Whatever happened to business ethics? Whatever happened to professionalism? Whatever happened to community?

The Augmented Man‘s original indie-publisher dropped the book before the contract expired. I got an email on a Friday evening at the beginning of the holiday buying season. I had a marketing strategy in place. They never told me they were going to drop the book. They pulled it from all outlets. People couldn’t get it if they wanted to. That indie-publisher wasn’t a publisher so much as they were a marketing sales organization; they were in the business of selling marketing schemes to hopeful authors, not publishing books. One of their authors told me she spent 9,000$US on their marketing schemes and sold 200 copies. Total.

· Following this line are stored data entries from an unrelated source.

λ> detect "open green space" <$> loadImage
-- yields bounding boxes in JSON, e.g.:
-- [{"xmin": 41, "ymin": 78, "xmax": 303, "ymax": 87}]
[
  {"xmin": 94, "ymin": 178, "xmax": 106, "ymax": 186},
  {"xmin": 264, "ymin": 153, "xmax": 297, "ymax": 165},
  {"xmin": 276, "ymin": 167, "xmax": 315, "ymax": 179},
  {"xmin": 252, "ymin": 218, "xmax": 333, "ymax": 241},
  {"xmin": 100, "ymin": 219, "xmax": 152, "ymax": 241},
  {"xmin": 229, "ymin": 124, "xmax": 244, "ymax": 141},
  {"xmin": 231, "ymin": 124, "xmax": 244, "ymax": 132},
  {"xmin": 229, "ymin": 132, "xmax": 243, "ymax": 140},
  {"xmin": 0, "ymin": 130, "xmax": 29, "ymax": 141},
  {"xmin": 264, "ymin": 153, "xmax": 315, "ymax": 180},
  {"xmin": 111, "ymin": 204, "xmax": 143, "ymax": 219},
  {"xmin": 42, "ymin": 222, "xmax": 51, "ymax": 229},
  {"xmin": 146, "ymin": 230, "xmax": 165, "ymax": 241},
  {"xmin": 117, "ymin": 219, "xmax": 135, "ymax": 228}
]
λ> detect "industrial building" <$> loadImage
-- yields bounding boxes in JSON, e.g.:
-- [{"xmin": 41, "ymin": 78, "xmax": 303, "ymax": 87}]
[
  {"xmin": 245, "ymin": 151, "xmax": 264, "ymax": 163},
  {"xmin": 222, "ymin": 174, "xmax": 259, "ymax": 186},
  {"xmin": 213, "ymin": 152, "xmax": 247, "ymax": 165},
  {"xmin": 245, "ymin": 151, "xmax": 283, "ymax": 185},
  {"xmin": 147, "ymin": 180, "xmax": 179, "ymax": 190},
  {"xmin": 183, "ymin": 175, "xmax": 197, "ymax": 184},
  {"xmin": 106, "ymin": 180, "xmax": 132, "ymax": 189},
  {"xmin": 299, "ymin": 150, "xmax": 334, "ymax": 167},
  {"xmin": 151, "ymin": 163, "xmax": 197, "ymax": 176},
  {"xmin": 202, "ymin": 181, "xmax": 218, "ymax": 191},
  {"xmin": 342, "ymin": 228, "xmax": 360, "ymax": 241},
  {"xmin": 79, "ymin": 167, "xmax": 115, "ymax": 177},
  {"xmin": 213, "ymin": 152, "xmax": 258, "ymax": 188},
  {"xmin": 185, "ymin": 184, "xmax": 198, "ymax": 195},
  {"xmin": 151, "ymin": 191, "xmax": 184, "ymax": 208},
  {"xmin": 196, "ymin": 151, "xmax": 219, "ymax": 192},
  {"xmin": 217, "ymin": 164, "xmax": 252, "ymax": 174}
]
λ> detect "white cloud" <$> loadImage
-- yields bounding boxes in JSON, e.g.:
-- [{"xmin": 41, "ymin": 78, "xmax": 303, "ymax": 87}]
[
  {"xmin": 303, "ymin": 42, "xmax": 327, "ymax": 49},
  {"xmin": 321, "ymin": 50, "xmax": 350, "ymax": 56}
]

Within a week another publisher who knew about The Augmented Man came forward and offered to pick it up. It’s doing 10-100x better than with the previous publisher (based on Amazon rank) and I’ve never been asked to contribute a penny.

The good ones are out there
Publishers and editors doing good by their writers and authors are out there. I’ve mentioned before that the increase in indie-writers drew predators as noted in Ruminations Part 2 – Numbers lead to informed decisions and elsewhere on this blog.

But you have to go looking. Anybody standing on a mountaintop proclaiming how wonderful they are isn’t.

Talk to other authors. Now that the world is opening up, go to cons specifically to meet other authors and learn their stories (aside from what they’ve written in a book), their successes and failures, share your experiences.

Basically, be prepared. There are wolves among the sheep.

And they’re professional wolves. Not professional publishers.